She looked at Rip. “You and your uncle spent the afternoon on a psychedelic computer trip?

“Not the whole afternoon,” Rip protested. “And it was pretty cool.”

Charley pulled on the headband and arranged her hair around it. She jerked rigidly as the computer screen came alive.

“Takes a little getting used to,” Rip added, but Charley Pine gave no indication that she had heard. Her gaze went around the cockpit, taking in everything. Once she reached out and touched the gear lever, which was of course in the down position.

“Can you hear me?” Rip asked loudly.

“Yes,” she said finally, after several seconds, then held up her hand for silence so that she could concentrate.

Graphics flashed on the computer screen in the middle of the instrument panel, so quickly they were difficult to follow. It comes and goes as quickly as she thinks, Rip thought. He was watching the screen displays with only a passing interest when the realization struck him that he was looking into Charley’s mind. He was watching her think.

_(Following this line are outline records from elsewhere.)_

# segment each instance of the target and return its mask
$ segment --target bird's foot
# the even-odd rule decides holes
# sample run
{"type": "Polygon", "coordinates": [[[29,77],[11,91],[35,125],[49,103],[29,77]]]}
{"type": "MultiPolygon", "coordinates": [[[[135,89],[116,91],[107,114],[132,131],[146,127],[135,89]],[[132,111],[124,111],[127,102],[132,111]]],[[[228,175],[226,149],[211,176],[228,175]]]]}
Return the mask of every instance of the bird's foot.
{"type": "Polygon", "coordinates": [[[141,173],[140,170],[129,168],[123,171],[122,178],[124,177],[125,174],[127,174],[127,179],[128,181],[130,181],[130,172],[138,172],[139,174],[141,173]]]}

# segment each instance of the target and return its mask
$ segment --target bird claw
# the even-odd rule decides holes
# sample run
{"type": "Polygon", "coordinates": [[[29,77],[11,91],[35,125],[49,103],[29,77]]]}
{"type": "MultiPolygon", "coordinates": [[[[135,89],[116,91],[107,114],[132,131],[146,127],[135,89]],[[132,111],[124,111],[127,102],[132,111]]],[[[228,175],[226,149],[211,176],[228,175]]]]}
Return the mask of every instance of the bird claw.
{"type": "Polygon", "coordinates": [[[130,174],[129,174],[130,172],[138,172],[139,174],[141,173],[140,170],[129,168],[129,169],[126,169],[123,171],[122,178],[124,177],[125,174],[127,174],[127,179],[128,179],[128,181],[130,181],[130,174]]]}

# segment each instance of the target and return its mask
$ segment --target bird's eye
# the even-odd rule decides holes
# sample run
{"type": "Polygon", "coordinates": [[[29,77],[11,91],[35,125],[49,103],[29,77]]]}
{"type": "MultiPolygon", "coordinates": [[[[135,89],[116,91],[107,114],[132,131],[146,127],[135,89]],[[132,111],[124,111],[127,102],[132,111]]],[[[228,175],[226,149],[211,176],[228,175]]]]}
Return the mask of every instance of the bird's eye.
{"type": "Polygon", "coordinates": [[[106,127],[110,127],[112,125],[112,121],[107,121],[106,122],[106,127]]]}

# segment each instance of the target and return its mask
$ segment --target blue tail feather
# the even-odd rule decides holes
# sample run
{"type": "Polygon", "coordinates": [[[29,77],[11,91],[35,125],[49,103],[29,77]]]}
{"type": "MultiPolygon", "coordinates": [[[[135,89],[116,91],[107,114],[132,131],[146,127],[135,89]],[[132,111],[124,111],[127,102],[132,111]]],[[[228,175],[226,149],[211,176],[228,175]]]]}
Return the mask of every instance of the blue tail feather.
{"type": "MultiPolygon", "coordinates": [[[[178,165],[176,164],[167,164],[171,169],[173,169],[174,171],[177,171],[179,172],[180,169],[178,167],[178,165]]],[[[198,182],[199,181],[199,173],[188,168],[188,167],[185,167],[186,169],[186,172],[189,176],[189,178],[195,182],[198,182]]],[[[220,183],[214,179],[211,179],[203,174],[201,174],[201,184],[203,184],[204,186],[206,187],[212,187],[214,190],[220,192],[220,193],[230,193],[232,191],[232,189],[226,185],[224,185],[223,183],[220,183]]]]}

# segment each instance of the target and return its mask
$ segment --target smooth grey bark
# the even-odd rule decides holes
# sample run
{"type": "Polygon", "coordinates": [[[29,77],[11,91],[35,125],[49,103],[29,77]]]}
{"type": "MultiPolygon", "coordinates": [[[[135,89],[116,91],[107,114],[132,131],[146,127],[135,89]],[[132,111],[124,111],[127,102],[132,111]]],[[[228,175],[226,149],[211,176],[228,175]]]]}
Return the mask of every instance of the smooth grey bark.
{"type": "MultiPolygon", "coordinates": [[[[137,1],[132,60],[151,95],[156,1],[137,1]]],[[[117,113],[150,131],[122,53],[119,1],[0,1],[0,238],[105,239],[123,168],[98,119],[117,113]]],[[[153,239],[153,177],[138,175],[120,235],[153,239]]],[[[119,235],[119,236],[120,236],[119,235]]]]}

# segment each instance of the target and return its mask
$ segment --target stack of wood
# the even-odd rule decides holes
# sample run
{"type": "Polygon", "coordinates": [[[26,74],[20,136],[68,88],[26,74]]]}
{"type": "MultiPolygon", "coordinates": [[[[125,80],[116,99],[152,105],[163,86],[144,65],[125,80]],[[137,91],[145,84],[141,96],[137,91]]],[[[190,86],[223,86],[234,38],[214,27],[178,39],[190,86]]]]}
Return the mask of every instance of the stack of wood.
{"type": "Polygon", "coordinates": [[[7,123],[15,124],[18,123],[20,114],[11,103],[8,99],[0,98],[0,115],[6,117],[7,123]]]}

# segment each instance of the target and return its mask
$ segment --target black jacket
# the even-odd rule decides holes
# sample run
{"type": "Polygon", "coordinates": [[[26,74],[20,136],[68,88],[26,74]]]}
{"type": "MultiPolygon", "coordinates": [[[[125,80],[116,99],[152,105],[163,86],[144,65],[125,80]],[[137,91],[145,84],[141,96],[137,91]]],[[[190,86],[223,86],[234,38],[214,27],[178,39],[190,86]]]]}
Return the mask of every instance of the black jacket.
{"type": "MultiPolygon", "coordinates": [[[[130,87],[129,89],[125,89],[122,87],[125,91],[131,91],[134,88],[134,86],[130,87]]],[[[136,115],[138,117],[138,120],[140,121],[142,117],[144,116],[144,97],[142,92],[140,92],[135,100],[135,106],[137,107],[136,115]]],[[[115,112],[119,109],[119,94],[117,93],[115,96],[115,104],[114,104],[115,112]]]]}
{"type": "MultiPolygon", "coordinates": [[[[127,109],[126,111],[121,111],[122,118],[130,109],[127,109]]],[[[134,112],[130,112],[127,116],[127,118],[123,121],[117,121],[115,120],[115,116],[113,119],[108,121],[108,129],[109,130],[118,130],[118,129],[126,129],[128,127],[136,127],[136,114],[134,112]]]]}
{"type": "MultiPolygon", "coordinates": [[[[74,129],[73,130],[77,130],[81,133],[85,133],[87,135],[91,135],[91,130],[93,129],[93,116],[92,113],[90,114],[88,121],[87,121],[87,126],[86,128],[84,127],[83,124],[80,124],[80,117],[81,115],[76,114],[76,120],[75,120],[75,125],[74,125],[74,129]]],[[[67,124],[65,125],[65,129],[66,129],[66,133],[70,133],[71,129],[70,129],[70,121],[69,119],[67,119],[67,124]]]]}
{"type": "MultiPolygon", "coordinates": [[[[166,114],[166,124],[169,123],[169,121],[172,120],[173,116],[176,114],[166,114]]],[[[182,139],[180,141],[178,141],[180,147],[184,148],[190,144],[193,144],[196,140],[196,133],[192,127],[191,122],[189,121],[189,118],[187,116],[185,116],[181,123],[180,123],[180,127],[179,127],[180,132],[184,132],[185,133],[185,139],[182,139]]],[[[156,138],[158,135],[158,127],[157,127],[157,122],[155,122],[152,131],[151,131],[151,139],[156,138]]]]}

A map appeared on the pilot’s main display and, instantly, at the speed of thought, resolved itself into the farm, trees, woodlots, the nearby rivers, with a pathway leading away. He could see everything in three dimensions, so clearly that he was tempted to try to reach out and touch. The pathway was long and narrow, ribbon like, resting almost on the treetops. It ran for several hundred miles southwest, almost into Kansas, before it curled up away from the earth, high into the atmosphere.

Now Charley lifted the collective with her left hand, fed in gentle forward stick with her right. The saucer rose a few feet above the ground and drifted forward out of the hangar.

“You want me to close the door or—” Rip began, but the saucer didn’t stop. She was following that thin pathway up to the treetops and then with the contours of the land southwestward. The rocket engines remained silent. That, Rip reflected, had been the plan. Get well away from the farm before using the rockets, which could be heard for miles. The rain and clouds of this warm front should prevent most people from actually seeing the saucer.

Rip looked at Egg. “Maybe we oughta sit down and strap in,” Rip said as the saucer accelerated to perhaps a hundred knots using only the antigravity rings.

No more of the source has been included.